Selon Marc Bordier, président de cette start-up, ce pari est possible grâce « aux forts taux de remise négociés avec les éditeurs, aux tarifs préférentiels consentis par les transporteurs, comme DHL, et enfin à nos coûts fixes peu élevés ». Emmanuelle Henry, directrice générale, souligne que « le panier moyen des clients aux Etats-Unis s’élève à 55 euros ». Or la vente de plusieurs ouvrages à la fois s’avère plus rentable pour Lireka, puisque le prix d’envoi d’un colis n’est lié que pour partie à son poids.

De plus, le prix du livre n’est pas réglementé hors des frontières hexagonales, ce qui permet parfois, en abaissant le prix de base, de compenser les frais de port. Lireka facturera par exemple à un client new-yorkais le prix Goncourt 2020, L’Anomalie, d’Hervé Le Tellier (Gallimard), à 23,60 dollars port compris (l’équivalent de 20 euros, son prix en librairie en France), là où Amazon demande 29,36 dollars. En revanche, l’envoi d’un seul livre de poche, même vendu plus cher que dans l’Hexagone, fera perdre de l’argent à la start-up. « C’est un système de péréquation », explique Marc Bordier.

« Les complémentarités de la librairie physique et en ligne »

Longtemps expatriés dans des pays anglo-saxons et déçus par l’offre d’Amazon, qu’ils jugent trop faible en ouvrages en français, les deux dirigeants ont d’abord racheté en octobre 2020 la librairie Arthaud, en plein cœur de Grenoble. Cette institution propose un fonds de 80 000 titres et emploie 32 salariés. « Nous nous appuyons sur les complémentarités de la librairie physique et en ligne », expose Marc Bordier. Il revendique un accès à un catalogue de plus de 1 million de titres. Majoritaires dans le capital de Lireka avec 87 % des parts, aux côtés, notamment, d’une société de développeurs informatiques tchèques, les fondateurs visent un bénéfice net dès 2023.

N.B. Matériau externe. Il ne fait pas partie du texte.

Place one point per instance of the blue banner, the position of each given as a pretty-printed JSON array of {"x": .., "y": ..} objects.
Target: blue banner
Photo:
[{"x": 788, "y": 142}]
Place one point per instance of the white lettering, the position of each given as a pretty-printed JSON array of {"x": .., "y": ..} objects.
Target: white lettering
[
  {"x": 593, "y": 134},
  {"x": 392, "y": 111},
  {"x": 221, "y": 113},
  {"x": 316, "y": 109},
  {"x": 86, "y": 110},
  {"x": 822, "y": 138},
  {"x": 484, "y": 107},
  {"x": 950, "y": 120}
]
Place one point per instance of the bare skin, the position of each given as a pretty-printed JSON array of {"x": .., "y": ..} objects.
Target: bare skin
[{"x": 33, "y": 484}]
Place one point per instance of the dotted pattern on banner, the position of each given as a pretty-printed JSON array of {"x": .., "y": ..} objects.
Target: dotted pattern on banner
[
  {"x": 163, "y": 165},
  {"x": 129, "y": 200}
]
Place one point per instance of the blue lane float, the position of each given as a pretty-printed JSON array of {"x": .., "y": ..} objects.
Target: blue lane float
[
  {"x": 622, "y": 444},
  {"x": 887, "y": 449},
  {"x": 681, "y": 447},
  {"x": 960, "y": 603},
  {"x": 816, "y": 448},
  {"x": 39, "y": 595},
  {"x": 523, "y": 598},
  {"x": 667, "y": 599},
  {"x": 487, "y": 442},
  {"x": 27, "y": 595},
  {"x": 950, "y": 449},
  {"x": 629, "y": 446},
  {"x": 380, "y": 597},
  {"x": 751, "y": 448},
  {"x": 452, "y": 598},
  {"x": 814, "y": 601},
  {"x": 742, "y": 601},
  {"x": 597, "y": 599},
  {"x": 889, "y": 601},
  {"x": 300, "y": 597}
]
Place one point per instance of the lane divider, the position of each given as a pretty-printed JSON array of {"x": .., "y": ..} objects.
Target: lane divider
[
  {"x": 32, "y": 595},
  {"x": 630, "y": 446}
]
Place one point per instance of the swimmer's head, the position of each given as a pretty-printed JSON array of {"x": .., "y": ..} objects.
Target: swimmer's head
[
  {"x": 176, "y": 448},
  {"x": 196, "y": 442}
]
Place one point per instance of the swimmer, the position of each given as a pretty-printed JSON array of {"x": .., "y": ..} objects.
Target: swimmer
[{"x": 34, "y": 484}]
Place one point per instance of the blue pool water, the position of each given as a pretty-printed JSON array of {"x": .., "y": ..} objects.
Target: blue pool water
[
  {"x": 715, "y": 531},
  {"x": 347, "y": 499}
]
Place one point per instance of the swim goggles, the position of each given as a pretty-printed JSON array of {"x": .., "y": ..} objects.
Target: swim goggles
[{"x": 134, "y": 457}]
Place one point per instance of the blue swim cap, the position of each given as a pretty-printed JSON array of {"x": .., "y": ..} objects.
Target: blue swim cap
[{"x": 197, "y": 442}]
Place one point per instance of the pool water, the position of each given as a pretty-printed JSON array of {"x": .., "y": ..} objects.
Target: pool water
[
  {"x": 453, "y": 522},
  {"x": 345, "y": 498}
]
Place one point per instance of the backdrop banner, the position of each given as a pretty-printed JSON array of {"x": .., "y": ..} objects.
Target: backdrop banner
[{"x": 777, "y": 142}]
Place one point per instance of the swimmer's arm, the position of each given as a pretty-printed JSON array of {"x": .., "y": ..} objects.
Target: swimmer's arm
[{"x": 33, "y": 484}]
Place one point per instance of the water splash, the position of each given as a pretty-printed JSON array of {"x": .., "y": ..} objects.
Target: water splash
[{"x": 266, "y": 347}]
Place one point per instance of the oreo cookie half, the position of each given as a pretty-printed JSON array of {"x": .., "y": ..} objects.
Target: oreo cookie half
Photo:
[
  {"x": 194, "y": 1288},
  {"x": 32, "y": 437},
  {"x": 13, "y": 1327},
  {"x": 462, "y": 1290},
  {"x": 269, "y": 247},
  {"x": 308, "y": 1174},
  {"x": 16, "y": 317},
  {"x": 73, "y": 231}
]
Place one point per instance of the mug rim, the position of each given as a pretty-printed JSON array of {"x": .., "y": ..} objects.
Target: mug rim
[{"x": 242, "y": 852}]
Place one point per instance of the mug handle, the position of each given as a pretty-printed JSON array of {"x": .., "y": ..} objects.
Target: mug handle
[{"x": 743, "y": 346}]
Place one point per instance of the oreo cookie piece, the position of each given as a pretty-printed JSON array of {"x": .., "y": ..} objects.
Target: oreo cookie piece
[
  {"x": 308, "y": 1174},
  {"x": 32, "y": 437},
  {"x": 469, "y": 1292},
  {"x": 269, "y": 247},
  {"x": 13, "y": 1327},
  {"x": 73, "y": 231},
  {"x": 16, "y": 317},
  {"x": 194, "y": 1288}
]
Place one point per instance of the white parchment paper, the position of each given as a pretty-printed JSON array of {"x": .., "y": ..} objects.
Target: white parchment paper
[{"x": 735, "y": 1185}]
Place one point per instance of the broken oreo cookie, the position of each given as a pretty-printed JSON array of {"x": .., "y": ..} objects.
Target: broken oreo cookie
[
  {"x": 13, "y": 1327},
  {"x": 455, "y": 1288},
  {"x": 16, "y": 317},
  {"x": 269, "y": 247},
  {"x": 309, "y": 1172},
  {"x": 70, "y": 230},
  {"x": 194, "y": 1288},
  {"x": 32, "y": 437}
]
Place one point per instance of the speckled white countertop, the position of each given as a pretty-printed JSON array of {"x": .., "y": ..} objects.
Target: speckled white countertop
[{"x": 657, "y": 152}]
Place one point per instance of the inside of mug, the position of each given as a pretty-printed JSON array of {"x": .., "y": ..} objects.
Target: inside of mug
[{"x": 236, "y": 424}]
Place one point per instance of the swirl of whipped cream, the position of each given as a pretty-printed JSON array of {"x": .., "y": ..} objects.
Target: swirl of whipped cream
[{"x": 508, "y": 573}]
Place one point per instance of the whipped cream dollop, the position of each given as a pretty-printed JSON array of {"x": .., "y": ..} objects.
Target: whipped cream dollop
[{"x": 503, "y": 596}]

Cette structure fonctionne aussi dans l’Hexagone moyennant, comme Amazon, 1 centime pour la livraison d’un livre. Mais, pour mettre fin à la distorsion de concurrence entre le géant de la logistique et les librairies indépendantes, les députés ont permis, le 6 octobre, l’instauration de frais de port minimums, qui seront fixés par arrêté.